Professor of Statistics & Probability,
Michigan State University
Dr. Viens directs the Actuarial Science and Quantitative Risk Analytics program, helps to develop academic programs in data science, and assists in the university’s Statistical Training and Consulting service. His core training is in probability theory and stochastic processes. He has been applying Bayesian methods to many areas of science for more than twenty years, from climate science, to agricultural economics, and to quantitative finance. In nuclear physics, he is particularly interested in using Bayesian methods to assess the efficiency and honesty of uncertainty quantification for the limits of stability in the nuclear landscape, and to develop more efficient numerical implementations. Together with his MSU colleagues Tapabrata Maiti, and Witek Nazarewicz and his team, he is working on systematic principles for Bayesian model averaging in the presence of varied nuclear models, where improved predictive power is the goal. He is also interested in orienting his BAND collaborators towards a data-informed framework of optimal experimental design based on experiment costs, likelihood of discovery, impact of discovery, and risk preferences. Viens is the lead co-PI at MSU for the BAND collaboration.

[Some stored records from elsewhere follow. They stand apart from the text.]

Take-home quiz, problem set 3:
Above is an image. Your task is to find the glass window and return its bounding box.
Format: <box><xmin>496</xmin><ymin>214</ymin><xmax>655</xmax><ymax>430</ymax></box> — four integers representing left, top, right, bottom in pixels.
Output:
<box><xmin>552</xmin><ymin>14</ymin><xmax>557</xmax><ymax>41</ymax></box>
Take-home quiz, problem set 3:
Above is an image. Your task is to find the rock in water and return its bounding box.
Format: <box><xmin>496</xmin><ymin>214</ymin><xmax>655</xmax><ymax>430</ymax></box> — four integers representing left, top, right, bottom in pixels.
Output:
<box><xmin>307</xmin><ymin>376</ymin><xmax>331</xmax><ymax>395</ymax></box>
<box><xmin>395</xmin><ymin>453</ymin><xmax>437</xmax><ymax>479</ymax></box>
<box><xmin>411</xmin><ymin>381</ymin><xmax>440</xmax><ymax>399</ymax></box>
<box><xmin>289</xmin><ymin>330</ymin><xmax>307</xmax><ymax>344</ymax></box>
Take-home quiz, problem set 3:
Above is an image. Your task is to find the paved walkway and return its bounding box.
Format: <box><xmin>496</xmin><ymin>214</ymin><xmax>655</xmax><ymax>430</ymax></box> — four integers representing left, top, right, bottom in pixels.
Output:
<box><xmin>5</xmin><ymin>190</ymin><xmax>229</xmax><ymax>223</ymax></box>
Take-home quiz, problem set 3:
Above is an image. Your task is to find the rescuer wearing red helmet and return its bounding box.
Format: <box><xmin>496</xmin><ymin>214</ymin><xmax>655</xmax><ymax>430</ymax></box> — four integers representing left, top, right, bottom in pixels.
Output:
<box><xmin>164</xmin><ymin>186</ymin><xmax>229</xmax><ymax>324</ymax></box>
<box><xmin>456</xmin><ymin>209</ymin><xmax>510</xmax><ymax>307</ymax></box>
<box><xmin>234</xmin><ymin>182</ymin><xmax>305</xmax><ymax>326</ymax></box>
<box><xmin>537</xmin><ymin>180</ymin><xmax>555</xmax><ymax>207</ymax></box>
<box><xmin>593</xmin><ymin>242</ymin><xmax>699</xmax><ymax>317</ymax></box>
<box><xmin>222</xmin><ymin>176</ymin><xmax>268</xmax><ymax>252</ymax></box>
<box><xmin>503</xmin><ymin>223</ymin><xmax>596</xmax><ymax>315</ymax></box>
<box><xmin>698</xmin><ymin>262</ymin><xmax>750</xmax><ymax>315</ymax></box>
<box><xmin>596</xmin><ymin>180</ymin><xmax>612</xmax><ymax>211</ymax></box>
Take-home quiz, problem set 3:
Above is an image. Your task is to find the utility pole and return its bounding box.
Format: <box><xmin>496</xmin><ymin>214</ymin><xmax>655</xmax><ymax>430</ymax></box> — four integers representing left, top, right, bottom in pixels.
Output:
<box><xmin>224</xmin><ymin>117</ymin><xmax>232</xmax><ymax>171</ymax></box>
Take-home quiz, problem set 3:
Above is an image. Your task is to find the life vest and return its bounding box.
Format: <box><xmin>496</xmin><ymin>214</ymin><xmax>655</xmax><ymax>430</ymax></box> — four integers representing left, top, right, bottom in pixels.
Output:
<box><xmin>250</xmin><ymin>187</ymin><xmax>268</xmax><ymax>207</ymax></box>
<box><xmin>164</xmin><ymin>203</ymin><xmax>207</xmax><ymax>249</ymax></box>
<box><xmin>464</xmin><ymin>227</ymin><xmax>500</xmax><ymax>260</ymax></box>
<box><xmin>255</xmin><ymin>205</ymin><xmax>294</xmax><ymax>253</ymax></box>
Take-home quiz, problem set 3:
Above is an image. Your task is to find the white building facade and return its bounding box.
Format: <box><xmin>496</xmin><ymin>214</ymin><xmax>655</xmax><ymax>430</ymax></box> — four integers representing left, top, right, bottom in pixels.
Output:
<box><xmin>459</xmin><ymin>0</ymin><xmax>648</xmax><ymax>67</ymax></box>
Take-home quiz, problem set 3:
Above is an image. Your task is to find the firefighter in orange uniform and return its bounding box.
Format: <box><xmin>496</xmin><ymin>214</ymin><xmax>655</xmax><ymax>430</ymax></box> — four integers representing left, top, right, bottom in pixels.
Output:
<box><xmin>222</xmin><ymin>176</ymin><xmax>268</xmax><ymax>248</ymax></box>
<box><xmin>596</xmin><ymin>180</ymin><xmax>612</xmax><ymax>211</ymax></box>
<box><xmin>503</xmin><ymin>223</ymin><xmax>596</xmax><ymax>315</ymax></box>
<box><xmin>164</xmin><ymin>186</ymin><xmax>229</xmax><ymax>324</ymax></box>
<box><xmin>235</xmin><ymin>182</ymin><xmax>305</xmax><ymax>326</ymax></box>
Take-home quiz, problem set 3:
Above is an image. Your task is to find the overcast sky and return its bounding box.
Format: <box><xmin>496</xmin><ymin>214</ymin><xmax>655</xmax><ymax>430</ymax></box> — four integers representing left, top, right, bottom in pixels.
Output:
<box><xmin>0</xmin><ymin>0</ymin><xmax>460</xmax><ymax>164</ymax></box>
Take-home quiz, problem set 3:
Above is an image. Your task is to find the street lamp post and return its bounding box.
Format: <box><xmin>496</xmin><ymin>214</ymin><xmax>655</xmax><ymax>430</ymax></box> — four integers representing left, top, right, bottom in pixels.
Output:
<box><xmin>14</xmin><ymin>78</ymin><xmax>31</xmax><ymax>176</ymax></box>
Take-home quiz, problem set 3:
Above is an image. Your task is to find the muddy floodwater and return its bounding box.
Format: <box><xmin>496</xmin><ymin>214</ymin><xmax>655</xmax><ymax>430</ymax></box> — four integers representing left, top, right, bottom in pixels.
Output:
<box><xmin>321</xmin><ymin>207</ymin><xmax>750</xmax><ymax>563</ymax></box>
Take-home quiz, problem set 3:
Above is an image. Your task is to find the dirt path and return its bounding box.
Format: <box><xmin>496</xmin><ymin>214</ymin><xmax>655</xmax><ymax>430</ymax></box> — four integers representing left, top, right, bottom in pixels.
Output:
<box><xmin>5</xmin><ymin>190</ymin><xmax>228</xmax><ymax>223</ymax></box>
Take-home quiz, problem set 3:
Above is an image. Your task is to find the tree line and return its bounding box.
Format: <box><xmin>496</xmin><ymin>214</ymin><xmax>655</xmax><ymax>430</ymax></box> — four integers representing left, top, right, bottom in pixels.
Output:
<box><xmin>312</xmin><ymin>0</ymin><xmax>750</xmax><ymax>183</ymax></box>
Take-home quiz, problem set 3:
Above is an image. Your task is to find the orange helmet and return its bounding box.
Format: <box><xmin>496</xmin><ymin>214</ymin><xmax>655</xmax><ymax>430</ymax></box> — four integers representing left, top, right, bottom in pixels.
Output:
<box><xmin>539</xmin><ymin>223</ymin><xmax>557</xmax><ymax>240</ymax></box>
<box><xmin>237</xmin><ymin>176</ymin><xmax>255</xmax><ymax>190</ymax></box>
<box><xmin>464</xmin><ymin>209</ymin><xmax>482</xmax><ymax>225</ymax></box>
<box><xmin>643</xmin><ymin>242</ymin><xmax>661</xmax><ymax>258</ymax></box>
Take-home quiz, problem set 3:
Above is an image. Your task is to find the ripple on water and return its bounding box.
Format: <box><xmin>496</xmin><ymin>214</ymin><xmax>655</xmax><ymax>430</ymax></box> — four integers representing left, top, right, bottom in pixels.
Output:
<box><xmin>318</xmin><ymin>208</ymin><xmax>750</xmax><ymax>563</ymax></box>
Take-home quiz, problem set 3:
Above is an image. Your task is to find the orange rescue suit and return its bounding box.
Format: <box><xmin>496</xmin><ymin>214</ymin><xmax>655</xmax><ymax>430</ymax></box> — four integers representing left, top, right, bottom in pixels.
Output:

Computational Mathematician and Deputy Director, Mathematics and Computer Science Division, Argonne National Laboratory; Senior Fellow, Northwestern University
Dr. Wild is a computational mathematician whose primary research focus is developing surrogate-model-based algorithms and software for challenging numerical optimization problems. He applies these techniques for data analysis, machine learning, and the solution of nonlinear inverse and model calibration problems. In BAND, he is especially interested in the interplay among numerical optimization, Bayesian statistics, and computationally expensive simulations of nuclei. Wild is the co-director for mathematics and computer science of the NUCLEI collaboration and leads LANS, the Laboratory for Applied Mathematics, Numerical Software, and Statistics at Argonne National Laboratory.